Specifically, none of the companies sanctioned had adopted ex ante compliance programmes, i.e. prior to the initiation of proceedings into or detection of the infringement. And that, even given that there was a first agreement to open proceedings in 2018, which expired, and it was not until 21 July 2020 that the above-mentioned file was formally opened.

Furthermore, of the seven companies sanctioned, it appears that only four sought to invoke the legal effects of the compliance programmes they had begun to implement. Unsuccessfully.

Apart from the different degrees of evolution and development, there is a common pattern in the Commission’s assessment of these programmes: these are measures of an informative nature, they do not include a systematic sanctions model and disciplinary measures for non-compliance, they have not been translated into specific or internal investigation measures, etc.

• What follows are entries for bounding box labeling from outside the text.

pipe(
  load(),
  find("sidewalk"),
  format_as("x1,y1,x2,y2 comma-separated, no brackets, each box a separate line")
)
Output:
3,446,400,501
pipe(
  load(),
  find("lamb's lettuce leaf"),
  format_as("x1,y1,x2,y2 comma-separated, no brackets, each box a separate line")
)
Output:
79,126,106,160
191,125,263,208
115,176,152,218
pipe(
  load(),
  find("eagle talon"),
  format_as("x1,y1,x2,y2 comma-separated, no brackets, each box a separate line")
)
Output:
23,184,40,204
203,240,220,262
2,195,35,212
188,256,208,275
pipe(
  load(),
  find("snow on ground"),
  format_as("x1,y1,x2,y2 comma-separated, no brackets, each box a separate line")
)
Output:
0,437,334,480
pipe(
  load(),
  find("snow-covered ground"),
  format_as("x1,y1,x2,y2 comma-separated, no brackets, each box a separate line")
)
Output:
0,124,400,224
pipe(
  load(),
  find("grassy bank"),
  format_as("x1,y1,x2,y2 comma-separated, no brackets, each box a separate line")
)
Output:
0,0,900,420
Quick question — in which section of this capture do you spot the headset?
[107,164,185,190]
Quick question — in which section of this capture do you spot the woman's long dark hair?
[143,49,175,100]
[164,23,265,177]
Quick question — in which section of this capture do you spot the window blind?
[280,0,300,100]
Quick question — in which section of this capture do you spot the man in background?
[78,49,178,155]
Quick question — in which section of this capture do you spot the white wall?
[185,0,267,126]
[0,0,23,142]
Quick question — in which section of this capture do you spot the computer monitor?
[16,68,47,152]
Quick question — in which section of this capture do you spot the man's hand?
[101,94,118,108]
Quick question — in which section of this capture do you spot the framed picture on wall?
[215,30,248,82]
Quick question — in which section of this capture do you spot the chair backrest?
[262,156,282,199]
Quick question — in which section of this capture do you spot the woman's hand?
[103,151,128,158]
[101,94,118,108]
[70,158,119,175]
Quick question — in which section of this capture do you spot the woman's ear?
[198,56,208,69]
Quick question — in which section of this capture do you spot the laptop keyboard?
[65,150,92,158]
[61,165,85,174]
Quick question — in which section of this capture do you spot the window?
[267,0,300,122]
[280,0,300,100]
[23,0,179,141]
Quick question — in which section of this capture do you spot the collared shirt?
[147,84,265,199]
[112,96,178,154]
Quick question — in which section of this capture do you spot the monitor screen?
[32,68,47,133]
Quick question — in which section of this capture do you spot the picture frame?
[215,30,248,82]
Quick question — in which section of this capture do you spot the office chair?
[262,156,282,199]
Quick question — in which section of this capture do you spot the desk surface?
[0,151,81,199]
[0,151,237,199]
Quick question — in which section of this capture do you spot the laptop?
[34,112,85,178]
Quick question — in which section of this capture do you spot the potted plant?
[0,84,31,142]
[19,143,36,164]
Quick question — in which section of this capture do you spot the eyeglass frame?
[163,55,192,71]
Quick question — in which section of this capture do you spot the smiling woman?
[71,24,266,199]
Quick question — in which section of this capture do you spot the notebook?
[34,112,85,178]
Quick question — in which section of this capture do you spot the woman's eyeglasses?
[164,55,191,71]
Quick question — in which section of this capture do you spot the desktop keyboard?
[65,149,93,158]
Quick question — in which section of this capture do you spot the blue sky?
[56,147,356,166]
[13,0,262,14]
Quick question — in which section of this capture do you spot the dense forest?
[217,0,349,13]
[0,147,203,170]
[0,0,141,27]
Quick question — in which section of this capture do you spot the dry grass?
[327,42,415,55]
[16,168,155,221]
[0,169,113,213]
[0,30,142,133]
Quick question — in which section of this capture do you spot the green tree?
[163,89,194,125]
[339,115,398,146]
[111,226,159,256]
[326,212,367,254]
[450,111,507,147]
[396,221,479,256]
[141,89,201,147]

In none of the cases mentioned could the measures implemented by the companies be used to show a mitigation of active collaboration, nor could they exempt them from the ban on contracting with the public sector.

The National Markets and Competition Commission’s rigour when assessing the seriousness of the regulatory compliance models in Competition Law remains, therefore, intact, reaffirming the parameter set out in the Commission’s Resolution on Consultants, of 11 May 2021, in which, for the first time, the legal effect of a prevention model and the existence of a genuine commitment to regulatory compliance, on that occasion to INDRA, were assessed.

The problem is exacerbated if we take into account that (a) these companies have business with high – sometimes critical – contracting volumes with public bodies and (b) some of the companies mentioned have a record of being sanctioned (bans on contracting with the public sector declared by the National Markets and Competition Commission and provisionally suspended by the National Court).

The Construction Companies Resolution, in short, once again underlines the desirability of companies, especially those that contract with public bodies, arming themselves with adequate regulatory compliance competition law programmes.